Frame raises the question of intelligibility. If from our (human) perspective an apparent contradiction is indistinguishable from an actual contradiction, how can it be intelligible to us? For Frame, all interpretation is application. With this in mind, a paradoxical doctrine in Scripture can still be intelligible if it demands a particular response from us. An example of this is the image of God. For Van Til, the doctrine of humanity bearing the image of God is paradoxical. He believed that humanity has (in one sense) and has not (in another) lost the image of God as a result of the Fall. The senses are never distinguished, so we have an apparent contradiction. Does this render the doctrine unintelligible? No, because there is a clear application.

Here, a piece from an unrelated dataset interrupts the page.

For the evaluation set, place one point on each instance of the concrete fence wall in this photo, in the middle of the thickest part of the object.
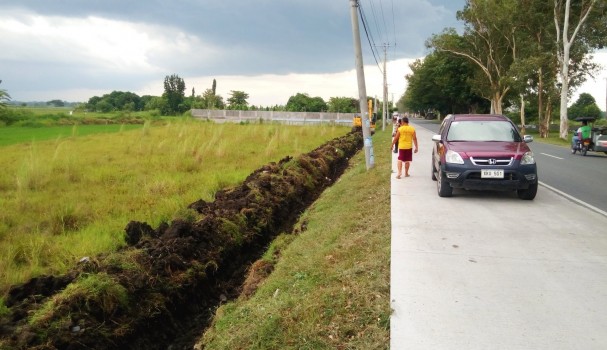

“We are to treat men as made in the image of God, even though they are fallen (Gen. 9:6; James 3:9)…The “loss” of the image motivates us to recognize our own need for renewal, the need to “put on the new man” (Eph. 4:24; Col. 3:10).”

I thoroughly enjoyed this article. Although Frame doesn’t address some of the specific issues that Basinger (and Al) raises, I believe that what he says still stands. I am uncomfortable with doing away with the strongest exegetical formulation of a text because you can’t make it jive with another doctrine. Faithfulness would seem to dictate that you affirm a paradox, or at least as Basinger believes, suspend judgment.

Just so you know this isn’t a bunch of theology geeks getting worked up over inane theological debates, this discussion directly relates to the women in ministry debate. After about a year’s worth of reading, I believe that exegetically the complementarian position is correct, hands down. However, I have come across a philosophical argument via Becky Groothuis that says that the complementarian position entails a logical contradiction. So, do I go with Basinger and reinterpret the text (choosing a less probable interpretation) or do I “fearlessly” affirm an apparent contradiction via Frame? What do you think?